Aus meiner Sicht ist nichts hinzuzufügen. Diese Meinung muss man nicht teilen (aber ich tue es, auch wenn einiges davon im ersten Moment ungewohnt klingt), aber man muss sich vor ihrer Aufrichtigkeit und Ehrenhaftigkeit verneigen.
Du hast einfach mal Recht, muss ich ja jetzt mal so sagen (auch wenn ich das mit Jesus jetzt so nicht ausdrücken würde ;-))
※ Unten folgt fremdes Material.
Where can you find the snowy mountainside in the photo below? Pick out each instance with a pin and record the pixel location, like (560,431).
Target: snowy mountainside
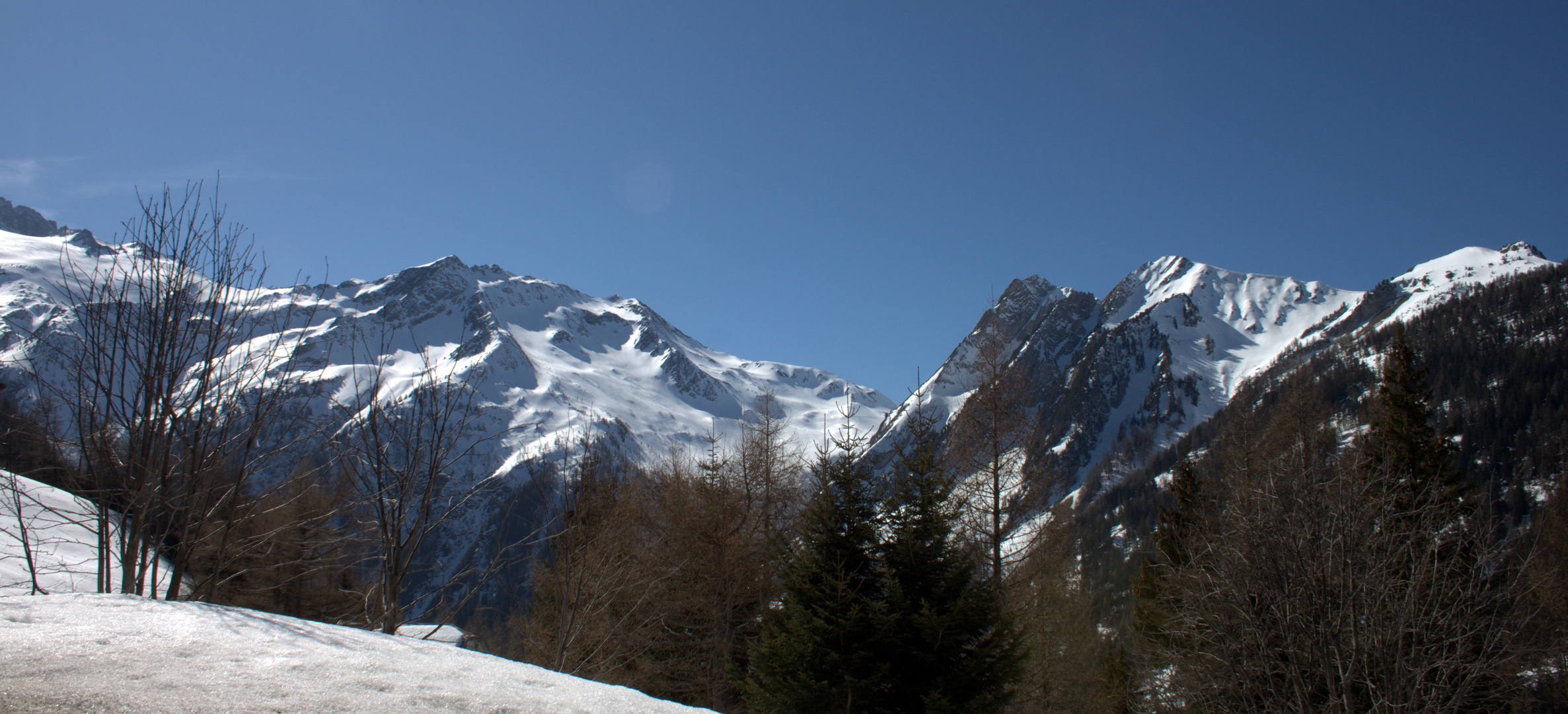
(548,364)
(546,358)
(551,360)
(1120,379)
Das Problem, vor dem wir hier stehen, ist die Rehistorisierung des Nationalsozialismus. In den 50er-Jahren, als Hitler tot war, und die „Großen“ durch die Prozesse vermeintlich abgeurteilt waren, wollte man einfach nur vergessen. Und man durfte es auch, die Führungselite war weg, Deutschland war also Nazifrei. Erst in den 60ern kamen dann Öffentlichkeit und vor allen Dingen die Wissenschaft auf den Trichter, dass dies auf keinen Fall so war. Und nun drehen wir uns, in der öffentlichen Meinung zumindest, wieder im Kreis. Hitler wird wieder der alleinige Teufel. Die Elterngeneration wird nicht mehr in Frage gestellt. Das Problem ruht auch hierin:
Die letzten Hitler-Zeitzeugen sterben aus, die „Meinungsführer“ der Republik sind nun die, deren erste Erinnerung wahrscheinlich die an Flucht und Vertreibung sind. Es gibt eine Menge Literatur, die inzwischen Holocaust und Vertreibung auf die gleiche Stufe stellen. Klar, dass das eigene Leid dass von anonymen Opfern relativiert, solange bis ein Schuldiger für alles bleibt.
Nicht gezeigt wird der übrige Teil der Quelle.